That is why, for Christ’s sake, I delight in weaknesses, in hardships, in persecutions, in difficulties. For when I am weak, then I am strong.” – 2 Corinthians 12:10
Weak but strong.
After many years of daydreaming and hard work, countless cups of coffee, three camps, and endless prayers, I finally began my journey in year-round camping ministry as a Program Director, with the most applicable theme in the entire world: Weak but strong. We are weak, but God is strong. We mess up, we sin, we struggle, but God can turn those weaknesses into strength and use us anyways. I fell in love with the theme right from the start, but I never imagined how much God would teach me through it in my first summer as a Program Director.
Y’all, camping ministry is hard. It is so incredibly beautiful and my favourite thing on the entire planet, but it is HARD. For three to four months, you give everything of yourself to the kids that are coming onto property, trying to give them the best week of their summer while also teaching and showing them God’s love. It’s 24/6, all consuming, exhausting, amazing, exhausting, fun, exhausting, unpredictable, exhausting, demanding, and exhausting. Did I mention that it’s exhausting?
This summer revealed to me time and time again the ways that I am weak, the ways that I am not adequate on my own to do this amazing, challenging job. I got sick, I forgot things, I struggled to believe in myself, and I didn’t always stay as close to God as I should have. But it was when I was there, in those lows and at my most weak, that God was best able to reveal his grace and strength through me. No matter how much I forgot or how much I struggled, the summer went on. The kids still had a great time, and programming happened. No matter how sick and exhausted I was, I found that God gave me the strength I needed to go on and do the job in front of me- and even have fun along the way. Whenever I was struggling to believe I was worthy of the job He has given me to do, a staff member or friend would come along with the exact encouragement I needed, or a camper would be there to tell me how much they love camp. No matter how far away I strayed from God, he always found a way to draw me right back in, whether it be through a conversation with a friend, a song during staff worship, or hearing campers pray during Light Service at the end of the week.

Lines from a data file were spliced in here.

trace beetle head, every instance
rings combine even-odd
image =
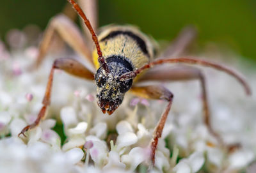
[[[107,59],[109,71],[108,73],[102,67],[100,67],[95,76],[97,86],[96,97],[98,105],[103,113],[107,112],[109,115],[122,103],[125,93],[132,84],[132,79],[120,79],[122,74],[131,70],[125,64],[111,61],[111,59]]]

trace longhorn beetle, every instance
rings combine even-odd
[[[88,68],[75,59],[61,58],[55,60],[42,102],[44,105],[37,119],[33,124],[26,126],[19,135],[22,134],[25,136],[24,133],[37,126],[41,119],[45,116],[47,108],[51,103],[54,71],[55,69],[60,69],[76,77],[95,80],[97,87],[97,104],[103,113],[107,112],[111,115],[122,103],[124,95],[128,91],[141,97],[163,100],[168,102],[155,128],[150,144],[153,165],[155,162],[158,139],[161,137],[165,121],[171,109],[173,95],[171,91],[161,85],[137,86],[136,84],[139,82],[198,79],[201,84],[203,96],[204,122],[209,131],[220,139],[218,134],[214,132],[211,126],[205,78],[201,71],[188,66],[173,69],[167,66],[159,68],[159,65],[166,63],[184,63],[209,66],[223,71],[235,77],[244,87],[247,94],[250,94],[251,91],[243,77],[221,64],[192,57],[173,57],[173,55],[178,55],[185,49],[192,40],[193,34],[191,29],[187,29],[178,37],[176,41],[176,44],[178,45],[177,50],[172,51],[167,50],[165,57],[154,60],[156,56],[154,41],[137,28],[131,26],[110,26],[104,28],[97,36],[95,32],[95,29],[97,29],[97,17],[95,17],[95,1],[90,1],[90,3],[88,1],[88,4],[85,6],[86,12],[88,11],[88,15],[92,19],[93,27],[74,0],[68,0],[68,1],[83,19],[90,31],[87,33],[87,35],[92,36],[95,49],[91,51],[90,46],[84,41],[79,29],[70,19],[64,15],[59,15],[51,20],[44,34],[39,48],[36,66],[38,66],[43,60],[49,50],[52,37],[54,33],[57,32],[68,44],[86,57],[89,63],[94,66],[95,73],[93,74]],[[146,71],[147,69],[148,70]],[[140,75],[142,72],[144,72],[143,74]]]

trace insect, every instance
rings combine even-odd
[[[97,87],[96,96],[97,104],[103,113],[107,112],[109,115],[112,114],[122,103],[128,91],[141,97],[166,101],[167,106],[155,128],[152,140],[149,144],[153,165],[155,162],[158,139],[161,137],[163,129],[171,109],[173,94],[169,89],[159,84],[138,86],[136,84],[141,81],[161,82],[198,79],[202,87],[204,122],[210,132],[216,137],[220,138],[211,126],[205,77],[202,71],[197,68],[188,66],[172,68],[170,66],[159,65],[166,63],[184,63],[213,68],[235,77],[244,87],[246,93],[251,94],[250,87],[243,77],[221,64],[192,57],[173,58],[172,56],[173,56],[173,53],[167,54],[166,57],[156,58],[155,47],[152,40],[134,27],[110,26],[103,29],[97,36],[95,32],[96,19],[92,17],[93,27],[78,4],[74,0],[68,0],[68,1],[83,19],[90,31],[88,35],[92,37],[95,48],[93,50],[90,49],[90,45],[83,40],[79,29],[67,17],[63,15],[58,15],[51,20],[45,33],[40,46],[40,53],[36,64],[39,65],[43,60],[49,49],[52,36],[56,32],[76,51],[87,59],[88,63],[93,66],[94,71],[91,71],[88,68],[73,59],[61,58],[55,60],[50,72],[42,102],[44,105],[38,113],[38,117],[33,124],[26,126],[19,135],[25,136],[24,133],[37,126],[45,116],[47,108],[51,103],[54,71],[56,69],[63,70],[86,80],[95,80]],[[89,8],[88,9],[88,11],[90,11],[88,13],[89,16],[93,16],[92,14],[96,11],[93,8],[95,6],[95,1],[91,1],[88,4]],[[185,34],[180,38],[178,37],[177,42],[179,44],[179,49],[185,48],[190,40],[189,34],[188,36]]]

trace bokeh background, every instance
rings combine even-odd
[[[61,11],[65,0],[1,0],[0,38],[30,24],[43,30]],[[189,24],[198,30],[198,44],[213,42],[256,64],[255,0],[100,0],[99,24],[132,24],[157,40],[171,40]]]

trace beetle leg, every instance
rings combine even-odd
[[[60,14],[54,17],[48,25],[39,47],[39,54],[36,66],[38,66],[51,47],[52,38],[57,32],[72,48],[81,56],[86,58],[93,66],[90,49],[83,40],[83,36],[72,21],[67,16]]]
[[[23,135],[26,137],[24,133],[28,130],[36,126],[39,124],[40,120],[45,117],[46,110],[51,104],[53,75],[55,69],[60,69],[76,77],[82,77],[88,80],[94,79],[93,74],[92,72],[90,72],[82,64],[73,59],[60,58],[55,60],[52,64],[50,75],[48,78],[47,85],[42,102],[43,107],[39,112],[36,121],[31,124],[24,128],[21,132],[19,134],[19,137],[20,135]]]
[[[150,143],[151,160],[154,165],[155,164],[156,150],[157,147],[158,139],[161,138],[162,135],[163,129],[171,109],[173,94],[168,89],[161,86],[135,86],[131,88],[131,92],[145,98],[164,100],[168,102],[154,130],[152,140]]]
[[[98,30],[98,1],[97,0],[78,0],[80,7],[85,12],[86,17],[89,19],[94,31]],[[73,11],[74,11],[73,10]],[[86,34],[90,46],[93,46],[93,42],[92,40],[92,34],[85,26],[84,21],[81,20],[81,24],[83,26],[84,32]]]
[[[208,103],[205,78],[201,70],[196,68],[184,66],[176,68],[170,68],[170,66],[168,65],[161,67],[156,66],[147,71],[139,79],[138,82],[146,81],[170,82],[195,79],[198,80],[200,83],[204,123],[207,126],[210,133],[216,137],[218,142],[221,145],[223,145],[224,142],[221,137],[214,132],[211,124],[211,114]]]

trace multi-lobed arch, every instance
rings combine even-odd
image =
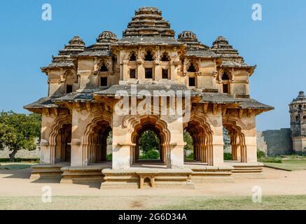
[[[163,164],[168,167],[170,164],[170,139],[171,133],[167,128],[167,122],[160,118],[158,115],[143,115],[143,116],[127,116],[124,123],[128,127],[131,135],[132,157],[132,162],[137,162],[139,156],[139,139],[141,133],[146,130],[153,130],[160,140],[160,159]]]
[[[183,129],[193,138],[195,160],[213,164],[213,132],[203,115],[192,113]]]
[[[50,147],[50,164],[55,164],[56,162],[56,148],[58,146],[58,136],[61,134],[60,130],[65,125],[71,125],[71,116],[68,113],[57,115],[55,125],[53,127],[49,134],[48,145]],[[61,155],[62,157],[62,155]]]
[[[95,116],[86,127],[81,141],[83,165],[106,160],[106,139],[111,127],[111,115],[106,113]]]
[[[230,137],[232,160],[246,162],[246,146],[245,136],[237,122],[230,118],[223,119],[223,127],[225,127]]]

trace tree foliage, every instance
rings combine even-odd
[[[193,140],[191,137],[190,134],[186,130],[184,130],[183,133],[183,139],[186,143],[186,145],[184,146],[184,150],[193,150]]]
[[[139,148],[143,153],[152,150],[159,150],[160,139],[153,131],[147,130],[139,138]]]
[[[13,111],[0,113],[0,150],[8,147],[11,161],[20,149],[34,150],[41,134],[41,115]]]

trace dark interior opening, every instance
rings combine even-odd
[[[130,69],[130,78],[136,78],[136,69]]]
[[[146,56],[144,57],[145,61],[152,62],[153,60],[153,55],[151,51],[147,51]]]
[[[72,85],[66,85],[66,93],[72,92]]]
[[[167,54],[164,53],[164,54],[162,54],[161,61],[162,62],[169,62],[169,61],[170,61],[170,59],[169,59],[169,56]]]
[[[102,66],[101,66],[100,71],[109,71],[109,69],[105,66],[105,64],[103,64]]]
[[[152,69],[145,69],[145,78],[153,78]]]
[[[229,93],[228,84],[223,84],[223,93]]]
[[[107,86],[107,77],[101,77],[100,78],[100,85],[101,86]]]
[[[230,80],[230,77],[226,72],[223,73],[223,74],[222,75],[222,80]]]
[[[131,56],[130,57],[130,61],[132,61],[132,62],[134,62],[134,61],[136,61],[136,55],[135,55],[135,53],[132,53],[132,55],[131,55]]]
[[[195,86],[195,78],[189,77],[189,86]]]
[[[162,69],[162,78],[169,78],[168,69]]]
[[[195,71],[197,71],[195,70],[195,66],[193,65],[193,63],[191,63],[191,64],[190,64],[190,65],[189,66],[189,68],[188,68],[188,69],[187,70],[187,71],[188,71],[188,72],[195,72]]]

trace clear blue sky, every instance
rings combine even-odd
[[[53,6],[53,20],[41,20],[41,6]],[[251,19],[251,6],[263,7],[263,20]],[[25,113],[22,106],[47,94],[40,67],[51,61],[74,35],[87,46],[104,30],[120,38],[140,6],[157,6],[176,34],[196,33],[211,46],[219,35],[258,67],[251,95],[275,110],[257,118],[258,130],[289,127],[288,104],[306,91],[306,1],[218,0],[28,0],[0,3],[0,111]]]

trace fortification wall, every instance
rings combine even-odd
[[[0,150],[0,158],[9,158],[8,155],[11,153],[8,148],[5,148],[4,150]],[[40,157],[39,148],[34,150],[20,150],[15,156],[15,158],[22,159],[36,159]]]
[[[290,128],[257,132],[257,148],[269,156],[293,153]]]

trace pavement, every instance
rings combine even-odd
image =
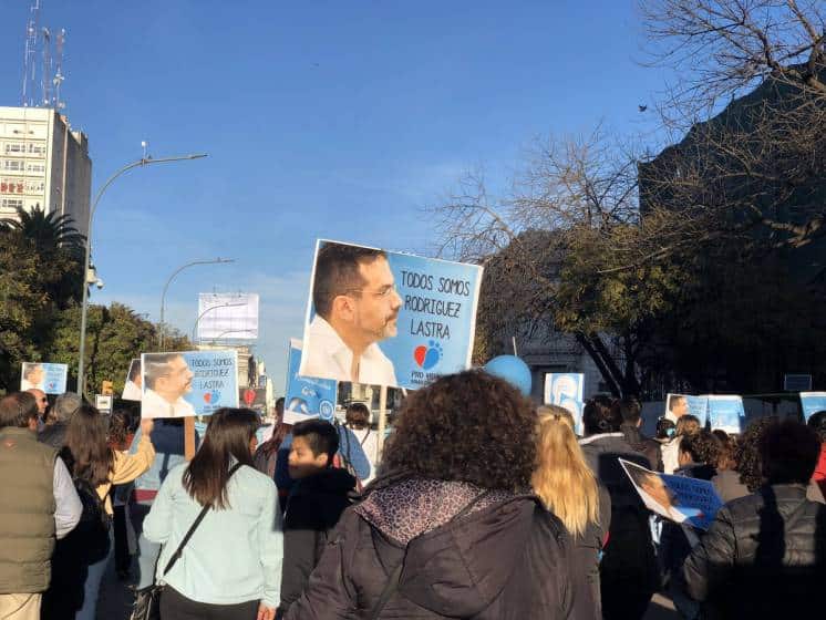
[[[134,583],[134,577],[127,581],[120,581],[115,575],[114,562],[110,562],[101,585],[97,620],[127,620],[133,601],[130,586]],[[674,606],[668,598],[654,595],[643,620],[679,620],[679,618],[680,614],[674,611]]]

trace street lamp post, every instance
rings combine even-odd
[[[218,264],[224,264],[224,262],[235,262],[235,259],[218,257],[218,258],[214,258],[213,260],[193,260],[190,262],[187,262],[186,265],[182,265],[180,267],[178,267],[175,271],[173,271],[172,276],[169,276],[169,279],[166,280],[166,283],[164,285],[164,292],[161,293],[161,324],[158,326],[158,337],[157,337],[158,349],[161,351],[164,350],[164,329],[166,327],[164,324],[164,310],[166,309],[166,291],[168,290],[172,281],[175,279],[175,277],[178,273],[180,273],[184,269],[188,267],[194,267],[196,265],[218,265]]]
[[[79,360],[78,360],[78,395],[83,396],[83,388],[85,383],[85,356],[86,356],[86,313],[89,311],[89,258],[92,251],[92,220],[94,218],[95,209],[97,209],[97,203],[101,202],[101,197],[110,185],[122,174],[131,170],[132,168],[148,166],[149,164],[166,164],[168,162],[182,162],[186,159],[200,159],[206,157],[206,153],[196,153],[192,155],[176,155],[173,157],[141,157],[137,162],[132,162],[125,165],[115,174],[113,174],[106,183],[103,184],[97,190],[92,207],[89,209],[89,219],[86,220],[86,239],[85,239],[85,258],[83,259],[83,300],[81,301],[81,341],[79,345]]]

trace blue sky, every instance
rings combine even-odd
[[[0,105],[18,105],[30,0],[0,0]],[[484,166],[504,186],[537,136],[653,128],[662,74],[638,64],[632,0],[43,0],[66,29],[66,113],[93,192],[141,157],[206,152],[118,179],[94,225],[92,301],[192,331],[199,291],[261,296],[256,352],[281,392],[314,240],[426,252],[425,207]],[[649,126],[649,123],[651,126]],[[125,369],[124,369],[125,371]]]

Despite how hard this summer felt, God gave me no room to doubt that this is exactly where He needs me to be. I love my job so much, and I love camp SO MUCH. I am so grateful for the community that He has placed me in, and the home He has helped me to make in Canada. I have so much growing to do in my job, and in my faith. He has moved so much in my heart in this one summer- I can’t wait to see what he will do with many years more.
I am grateful for the lessons that He taught me this summer- to accept help, and to accept love. To not believe in myself, but believe in His ability to work through me no matter what state I’m in. To delight in my weaknesses, and look for the ways that he is making me strong through them. To trust in His faithfulness and love. Most of all, He taught me to know that even if His plan doesn’t make sense to me, not only will the destination be beautiful, but so will the journey in between… even if it is hard.
Throughout the summer, God kept bringing me back to the song King of my Heart. “You are good. You’re never going to let me down.” Indeed.